Tão instável como água na chaleira, a longevidade de um restaurante depende de tantos fatores que poderíamos começar um livro aqui. Mas dois deles podem resumir a ópera: constância na qualidade e capacidade de acumular capital afetivo com a clientela. Isso, o Tio Pepe tem de sobra: a casa acaba de completar 50 anos desde que o espanhol José Garrido Cid, "Pepe", inaugurou naquele turbulento ano de 1964 uma casa na beira-mar de uma pouco densa Boa Viagem especializada em frutos do mar. Ali, os clientes podiam escolher lagostins e camarões para serem grelhados na hora.

Alguns anos e alguma pressão imobiliária depois, o restaurante se mudou para um simpático casarão de Setúbal, um dos últimos do bairro. Nem todos do batalhão de garçons são exatamente receptivos e comunicativos como a decoração bem humorada sugere, mas o Tio Pepe segue como um daqueles lugares que entram logo na cartografia do nosso afeto. É o tipo de casa onde famílias inteiras almoçam, religiosa e festivamente, toda semana. Lembrança dos primeiros tempos, a grelha ainda é marca da cozinha. E que grelha: dedicado à culinária "regional", o que, de forma alguma, significa se limitar às receitas interioranas, mas também e com louvor ao rosário de preparos do litoral, a chapa é passaporte para a cocção de peixes com resultado monumental. Se não, observem a pescada grelhada. Dificilmente fora de um restaurante de "alta gastronomia", encontramos um filé de pescada tão alto e tenramente grelhado, úmido e suculento por dentro. O prato é bem humoradamente batizado de Dona Pepa, uma boneca de pano criada por Mirtes Garrido, filha e herdeira gastronômica de Pepe, que fica no terraço da casa como uma espécie de anfitriã fictícia. É de Mirtes, aliás, o bom humor palpável da decoração, com quadros pendurados pelo teto e objetos como uma antiga cama convertida em mesa. Da grelha também sai a carne de sol, macia, servida com queijo de coalho.

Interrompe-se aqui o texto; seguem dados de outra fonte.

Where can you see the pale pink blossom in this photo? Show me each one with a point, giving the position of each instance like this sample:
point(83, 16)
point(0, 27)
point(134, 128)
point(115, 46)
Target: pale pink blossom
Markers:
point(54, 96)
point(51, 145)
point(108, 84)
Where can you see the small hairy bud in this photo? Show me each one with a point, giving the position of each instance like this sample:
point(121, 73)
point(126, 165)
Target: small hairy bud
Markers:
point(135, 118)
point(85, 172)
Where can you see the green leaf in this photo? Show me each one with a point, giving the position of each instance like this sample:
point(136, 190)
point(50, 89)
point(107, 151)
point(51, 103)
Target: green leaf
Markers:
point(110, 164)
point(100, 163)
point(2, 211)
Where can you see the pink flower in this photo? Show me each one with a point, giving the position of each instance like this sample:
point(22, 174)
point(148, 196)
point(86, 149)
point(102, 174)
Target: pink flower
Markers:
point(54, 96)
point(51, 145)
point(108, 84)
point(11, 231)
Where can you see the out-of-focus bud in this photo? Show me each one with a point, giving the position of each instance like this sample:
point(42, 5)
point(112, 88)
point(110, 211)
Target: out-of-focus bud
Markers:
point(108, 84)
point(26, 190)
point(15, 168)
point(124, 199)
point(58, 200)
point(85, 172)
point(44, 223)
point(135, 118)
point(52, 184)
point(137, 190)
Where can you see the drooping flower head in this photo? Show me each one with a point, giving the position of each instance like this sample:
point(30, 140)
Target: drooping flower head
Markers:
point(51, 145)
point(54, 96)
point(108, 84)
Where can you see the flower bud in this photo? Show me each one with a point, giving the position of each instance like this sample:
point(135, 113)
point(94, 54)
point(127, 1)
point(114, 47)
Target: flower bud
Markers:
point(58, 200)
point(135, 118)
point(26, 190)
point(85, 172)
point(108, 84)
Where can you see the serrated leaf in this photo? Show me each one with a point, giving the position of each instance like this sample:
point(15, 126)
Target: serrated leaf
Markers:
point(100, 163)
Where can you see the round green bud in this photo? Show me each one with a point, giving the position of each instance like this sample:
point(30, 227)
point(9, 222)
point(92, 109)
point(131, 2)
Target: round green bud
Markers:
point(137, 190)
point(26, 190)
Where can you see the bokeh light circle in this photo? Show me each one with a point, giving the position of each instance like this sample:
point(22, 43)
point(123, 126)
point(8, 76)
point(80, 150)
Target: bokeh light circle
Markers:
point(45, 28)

Os acompanhamentos podem ser escolhidos – as farofas da casa são um caso à parte. Outro sucesso é um filé "trifásico": recheado com bacon sem gordura e cream cheese, servido com risoto de cogumelo e cenouras, mais macaxeira palha. Há outros pratos "criativos", como a Porca vulcânica, um filé de porco na brasa, com feijão frito, creme de leite e pimentão assado sem pele, acompanhado de "bolachões" de macaxeira crocante, na verdade discos de macaxeira rösti. Os pratos são verdadeiramente generosos, fartos para até três pessoas, e com preços que vão de cerca de R$ 40 a cerca de R$ 60.

Entre as entradas, as linguiças artesanais alemãs e as coxinhas com carne de caranguejo (a massa não é grande coisa, mas o recheio, molhadinho como um ensopado de beira de praia) são bem procurados. E as sobremesas, para não fugir da regra, orbitam em torno da doçaria tradicional pernambucana.